Foi um recado ao Planalto de que a chamada base governista não existe. Se quiser aprovar o projeto de reforma da Previdência, Jair Bolsonaro terá que negociar com os caciques partidários. A começar pelos presidentes da Câmara, Rodrigo Maia (DEM-RJ), e do Senado, Davi Alcolumbre (DEM-AP).
A quarta-feira foi planejada pelo governo para ser um happening. O presidente da República foi pessoalmente ao Congresso levar a proposta de reforma da Previdência do ministro da Economia, Paulo Guedes, que tanto agrada aos agentes do mercado.
Essa entidade chamada mercado ficou satisfeita com o texto. Mas as críticas dos líderes do Congresso, especialmente dos aliados, a vários pontos do projeto acabaram funcionando como um banho de água fria. A proposta ainda será muito modificada ao passar pelo crivo dos parlamentares.
O Planalto resolveu ceder os anéis e anunciou uma concessão ao fisiologismo. Disse que fará um "banco de talentos" para preenchimento de cargos. Davi Alcolumbre foi direto ao ponto: "Banco de talentos é indicação política. Só colocaram outro nome".
O fisiologismo vai comendo pelas beiradas. Quanto mais o governo precisar dos políticos para aprovar projetos polêmicos no Congresso, tanto mais sua própria base parlamentar exigirá benesses.
E o quadro fatídico da semana ainda se agravou com novas revelações do laranjal do PSL contra o ministro do Turismo, Marcelo Álvaro Antônio.

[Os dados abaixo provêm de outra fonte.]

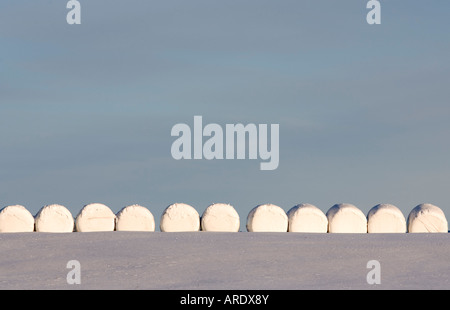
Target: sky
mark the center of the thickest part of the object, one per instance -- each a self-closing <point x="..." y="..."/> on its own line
<point x="86" y="111"/>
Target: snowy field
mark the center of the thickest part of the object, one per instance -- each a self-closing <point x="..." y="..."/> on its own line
<point x="230" y="261"/>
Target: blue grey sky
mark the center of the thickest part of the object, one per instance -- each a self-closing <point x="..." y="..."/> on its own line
<point x="86" y="110"/>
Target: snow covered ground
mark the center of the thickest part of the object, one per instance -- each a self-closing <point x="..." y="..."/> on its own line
<point x="216" y="260"/>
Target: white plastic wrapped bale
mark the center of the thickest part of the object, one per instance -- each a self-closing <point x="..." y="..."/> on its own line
<point x="308" y="218"/>
<point x="135" y="218"/>
<point x="220" y="217"/>
<point x="385" y="218"/>
<point x="54" y="218"/>
<point x="16" y="219"/>
<point x="95" y="217"/>
<point x="346" y="218"/>
<point x="427" y="218"/>
<point x="268" y="218"/>
<point x="180" y="217"/>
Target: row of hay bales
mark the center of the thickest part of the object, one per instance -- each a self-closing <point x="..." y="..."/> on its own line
<point x="340" y="218"/>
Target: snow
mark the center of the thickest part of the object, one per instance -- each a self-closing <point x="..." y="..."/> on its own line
<point x="16" y="218"/>
<point x="135" y="218"/>
<point x="306" y="217"/>
<point x="427" y="218"/>
<point x="220" y="217"/>
<point x="346" y="218"/>
<point x="385" y="218"/>
<point x="268" y="218"/>
<point x="95" y="217"/>
<point x="180" y="217"/>
<point x="223" y="260"/>
<point x="54" y="218"/>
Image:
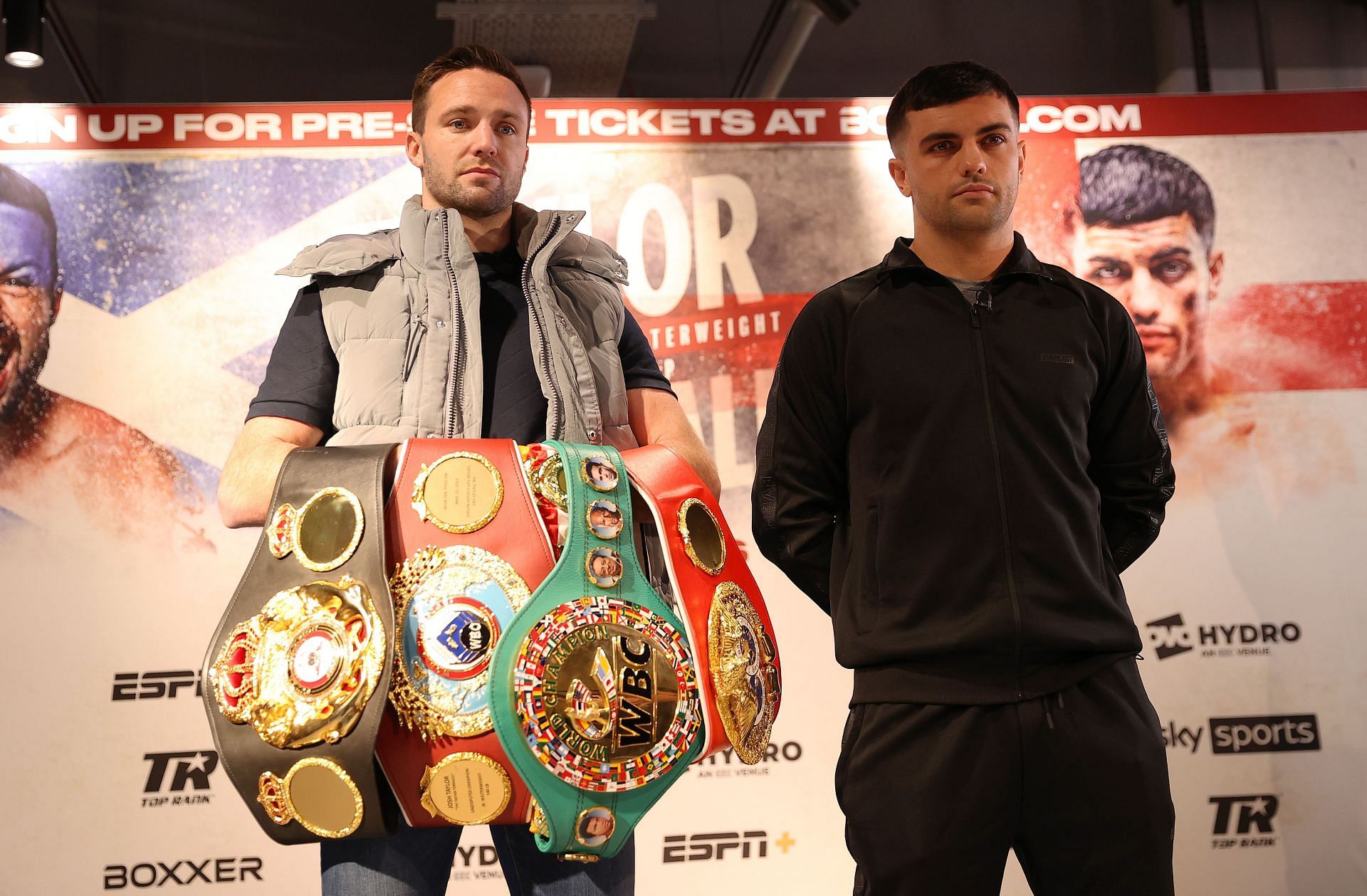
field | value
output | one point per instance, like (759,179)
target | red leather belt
(721,606)
(468,548)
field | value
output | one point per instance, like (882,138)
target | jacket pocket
(417,328)
(866,545)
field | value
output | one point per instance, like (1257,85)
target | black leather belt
(300,664)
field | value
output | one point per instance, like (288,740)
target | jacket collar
(1019,261)
(530,228)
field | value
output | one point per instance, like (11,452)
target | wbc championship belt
(719,601)
(594,686)
(298,667)
(466,549)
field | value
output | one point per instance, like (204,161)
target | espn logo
(703,847)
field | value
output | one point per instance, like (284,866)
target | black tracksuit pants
(1077,781)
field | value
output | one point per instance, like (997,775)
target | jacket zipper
(457,335)
(542,339)
(1001,490)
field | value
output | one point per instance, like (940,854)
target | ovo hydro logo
(1172,637)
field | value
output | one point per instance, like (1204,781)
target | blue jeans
(417,862)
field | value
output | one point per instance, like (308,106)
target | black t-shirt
(301,379)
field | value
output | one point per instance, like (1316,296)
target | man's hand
(658,420)
(255,463)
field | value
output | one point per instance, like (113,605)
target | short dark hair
(942,85)
(1132,185)
(460,59)
(25,194)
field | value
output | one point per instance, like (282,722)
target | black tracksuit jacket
(960,485)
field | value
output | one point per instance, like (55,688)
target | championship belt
(728,623)
(298,667)
(594,689)
(466,549)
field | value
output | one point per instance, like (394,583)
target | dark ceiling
(194,51)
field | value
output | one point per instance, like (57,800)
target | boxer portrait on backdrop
(62,459)
(961,453)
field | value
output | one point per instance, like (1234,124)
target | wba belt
(594,686)
(466,548)
(719,601)
(300,663)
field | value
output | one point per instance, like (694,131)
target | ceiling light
(23,33)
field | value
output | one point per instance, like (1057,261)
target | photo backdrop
(732,215)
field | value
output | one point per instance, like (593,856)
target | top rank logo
(1172,637)
(189,771)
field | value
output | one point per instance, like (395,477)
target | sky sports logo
(1264,734)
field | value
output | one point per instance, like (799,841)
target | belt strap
(468,548)
(594,687)
(300,663)
(728,623)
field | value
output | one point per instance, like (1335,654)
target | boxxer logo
(156,685)
(175,774)
(181,873)
(1245,821)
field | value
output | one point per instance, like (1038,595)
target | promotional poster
(126,374)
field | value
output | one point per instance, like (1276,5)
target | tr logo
(1254,813)
(192,768)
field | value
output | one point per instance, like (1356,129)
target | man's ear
(899,171)
(413,149)
(1217,270)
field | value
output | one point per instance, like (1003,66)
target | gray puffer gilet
(402,312)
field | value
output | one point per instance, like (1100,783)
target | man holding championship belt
(475,319)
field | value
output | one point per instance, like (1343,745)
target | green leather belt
(594,689)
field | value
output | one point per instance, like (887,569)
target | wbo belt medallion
(744,673)
(451,604)
(301,671)
(606,692)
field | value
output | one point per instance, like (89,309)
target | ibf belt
(298,667)
(594,687)
(728,623)
(466,548)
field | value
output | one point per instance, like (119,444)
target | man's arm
(802,481)
(1131,462)
(658,420)
(253,465)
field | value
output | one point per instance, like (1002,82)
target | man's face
(29,301)
(961,164)
(1162,275)
(472,149)
(606,567)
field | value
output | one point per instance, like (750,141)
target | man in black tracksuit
(961,453)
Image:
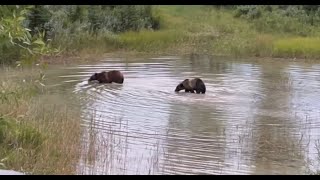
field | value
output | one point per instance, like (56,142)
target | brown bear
(108,77)
(195,84)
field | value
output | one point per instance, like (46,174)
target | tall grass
(39,131)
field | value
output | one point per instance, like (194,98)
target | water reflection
(252,119)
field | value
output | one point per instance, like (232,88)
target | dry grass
(40,133)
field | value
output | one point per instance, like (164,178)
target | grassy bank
(199,29)
(39,132)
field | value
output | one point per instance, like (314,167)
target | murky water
(255,118)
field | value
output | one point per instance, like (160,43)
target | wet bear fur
(195,84)
(108,77)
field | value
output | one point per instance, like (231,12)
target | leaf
(21,18)
(39,41)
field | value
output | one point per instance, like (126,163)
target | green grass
(200,29)
(39,132)
(305,47)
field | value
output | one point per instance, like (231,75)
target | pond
(257,116)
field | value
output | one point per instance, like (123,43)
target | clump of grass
(150,40)
(39,131)
(306,47)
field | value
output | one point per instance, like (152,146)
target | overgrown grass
(306,47)
(39,132)
(200,29)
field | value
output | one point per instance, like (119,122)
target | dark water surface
(255,118)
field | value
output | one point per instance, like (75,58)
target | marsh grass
(207,30)
(39,131)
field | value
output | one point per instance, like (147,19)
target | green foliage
(14,36)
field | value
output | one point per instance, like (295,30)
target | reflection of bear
(195,84)
(108,77)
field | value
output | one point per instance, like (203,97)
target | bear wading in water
(195,84)
(108,77)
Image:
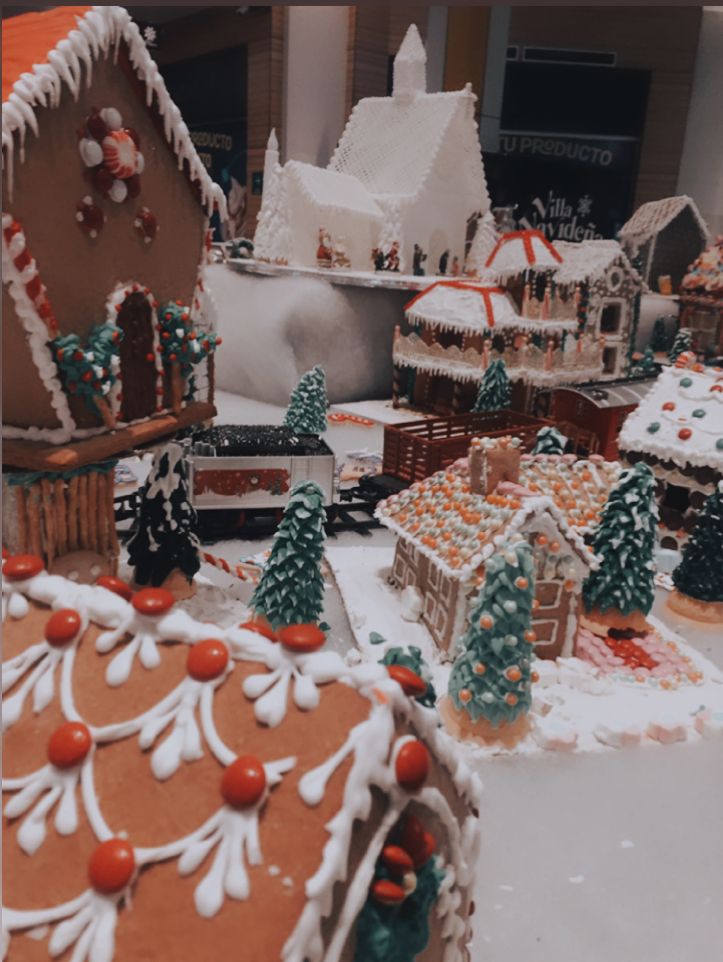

Em entrevista à "Folha de S.Paulo", uma ex-candidata a deputada estadual pelo PSL afirmou que o ministro sabia do esquema de lavagem de dinheiro do partido em seu estado. Ele era o presidente estadual da sigla. Cleuzenir Barbosa apontou dois assessores de Álvaro Antônio que teriam feito pressão para que ela devolvesse R$ 50 mil dos R$ 60 mil recebidos do fundo eleitoral.
A semana de cão se completa com a revelação da Folha e da Revista IstoÉ de que o filho mais novo e mais bem-sucedido de Bolsonaro, o senador Flávio Bolsonaro (PSL-RJ) tinha como assessora de alta confiança até o ano passado a irmã de um dos chefes de milícia do Rio de Janeiro.
Todas essas denúncias e dificuldades enfraquecem o presidente e jogam cada vez mais no colo da velha política. O Bolsonaro que prometeu acabar com o velho esquema vê-se agora impelido a buscar o toma lá dá cá da política como solução para sua própria sobrevivência.
Tudo considerado, só nos resta torcer para que a situação na fronteira com a Venezuela não se torne, digamos, explosiva.